Poorer EU member states, notably in central and eastern Europe, view climate commitments as an obstacle to their continued economic catch-up with western Europe. The region around Katowice, the Polish city that hosted the climate summit last year, produces plenty of particularly noxious coal.
People in richer EU member states, who are struggling to make ends meet also object to paying more for necessities such as petrol and electricity. The protests by France’s yellow-vested gilets jaunes were initially triggered by higher taxes on fuel prices.
An action plan for a green future
In short, it is not enough just to call for faster action to combat climate change. Europe also needs a more effective strategy for cutting greenhouse-gas emissions. While it’s crucial to sound the alarm about climate change, it’s also vital to highlight that going green can bring broader benefits right now.
Tackling climate change is often portrayed as difficult and painful – not least by some campaigners whose real objection is to consumer capitalism – but it doesn’t have to be costly. On the contrary, it ought to be seen as an engine of faster green growth, good clean jobs and higher living standards, as well as cleaner air and healthier lives.
The EU needs a Green New Deal – financed by European Investment Bank borrowing, not higher taxes – to foster a cleaner economy. Higher investment would not just stimulate the struggling eurozone economy right now; it could propel it on to a faster and more sustainable growth path.
Increased research and development could help create cheaper and better clean technologies. In many places, solar and wind power can already compete without subsidies with fossil fuels. And while a higher carbon price is necessary to spur broader innovation and adoption, the proceeds of carbon taxes should be paid back in full to citizens as carbon dividends.
For sure, carbon-intensive companies will shrink if they don’t adapt. But polluters, such as big oil companies, could still thrive if they invested in green technologies such as renewables. Governments should also provide retraining for displaced workers such as coal miners and regeneration grants for post-industrial areas.
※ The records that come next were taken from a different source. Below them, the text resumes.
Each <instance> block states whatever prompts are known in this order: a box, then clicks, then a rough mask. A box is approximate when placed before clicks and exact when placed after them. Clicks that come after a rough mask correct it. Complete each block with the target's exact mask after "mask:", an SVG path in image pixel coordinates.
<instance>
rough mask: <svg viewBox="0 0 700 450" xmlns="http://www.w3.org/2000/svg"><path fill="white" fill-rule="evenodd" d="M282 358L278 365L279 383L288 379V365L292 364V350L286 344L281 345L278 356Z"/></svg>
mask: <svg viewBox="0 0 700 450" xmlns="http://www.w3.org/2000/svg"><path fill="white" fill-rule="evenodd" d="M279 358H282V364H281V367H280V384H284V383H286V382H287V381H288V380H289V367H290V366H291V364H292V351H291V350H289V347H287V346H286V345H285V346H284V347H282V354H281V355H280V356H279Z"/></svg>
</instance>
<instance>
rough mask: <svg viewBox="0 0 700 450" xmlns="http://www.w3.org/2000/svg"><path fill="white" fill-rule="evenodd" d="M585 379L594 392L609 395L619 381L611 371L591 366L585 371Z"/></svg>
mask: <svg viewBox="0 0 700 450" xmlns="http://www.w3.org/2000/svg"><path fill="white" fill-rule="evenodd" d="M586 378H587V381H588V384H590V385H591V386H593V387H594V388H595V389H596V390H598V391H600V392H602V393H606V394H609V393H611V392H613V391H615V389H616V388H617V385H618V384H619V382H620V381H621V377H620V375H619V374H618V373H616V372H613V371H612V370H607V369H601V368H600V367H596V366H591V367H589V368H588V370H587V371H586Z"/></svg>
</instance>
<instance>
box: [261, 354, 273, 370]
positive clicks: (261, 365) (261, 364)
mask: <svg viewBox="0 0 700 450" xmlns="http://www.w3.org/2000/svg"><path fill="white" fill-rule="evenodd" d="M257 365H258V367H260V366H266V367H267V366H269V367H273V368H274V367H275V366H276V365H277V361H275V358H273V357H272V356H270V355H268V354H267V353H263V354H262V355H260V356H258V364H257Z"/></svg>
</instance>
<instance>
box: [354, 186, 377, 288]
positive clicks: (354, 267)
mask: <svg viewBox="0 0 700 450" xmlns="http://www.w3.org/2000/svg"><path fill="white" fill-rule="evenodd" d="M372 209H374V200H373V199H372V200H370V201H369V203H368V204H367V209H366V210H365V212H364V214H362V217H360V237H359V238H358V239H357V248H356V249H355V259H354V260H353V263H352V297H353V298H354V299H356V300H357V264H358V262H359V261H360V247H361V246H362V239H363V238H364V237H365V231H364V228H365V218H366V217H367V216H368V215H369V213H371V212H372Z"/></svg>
Politicians need to emphasise the broader benefits of going green. Slashing our consumption of oil and gas would reduce our dependence on unsavoury and threatening regimes such as Russia and Saudi Arabia.
Switching to electric cars would eliminate the toxic diesel fumes that poison city air. They are already cheaper to run than diesel cars; on current trends they will soon be cheaper to buy too. And there could be more generous diesel-car scrappage schemes for residents of small towns and rural areas where public transport is lacking.
Adair Turner of the Energy Transitions Commission estimates that achieving zero emissions in heavy industry and transport by 2060 would make the global economy at most 0.5% smaller than it would otherwise have been. That figure could be reduced to less than 0.3% if the recycling and reuse of industrial materials was increased. That is a trifling cost to save the planet.
“Everyone keeps saying that climate change is an existential threat,” says Greta Thunberg. “And yet they just carry on like before.” It’s time for that to change.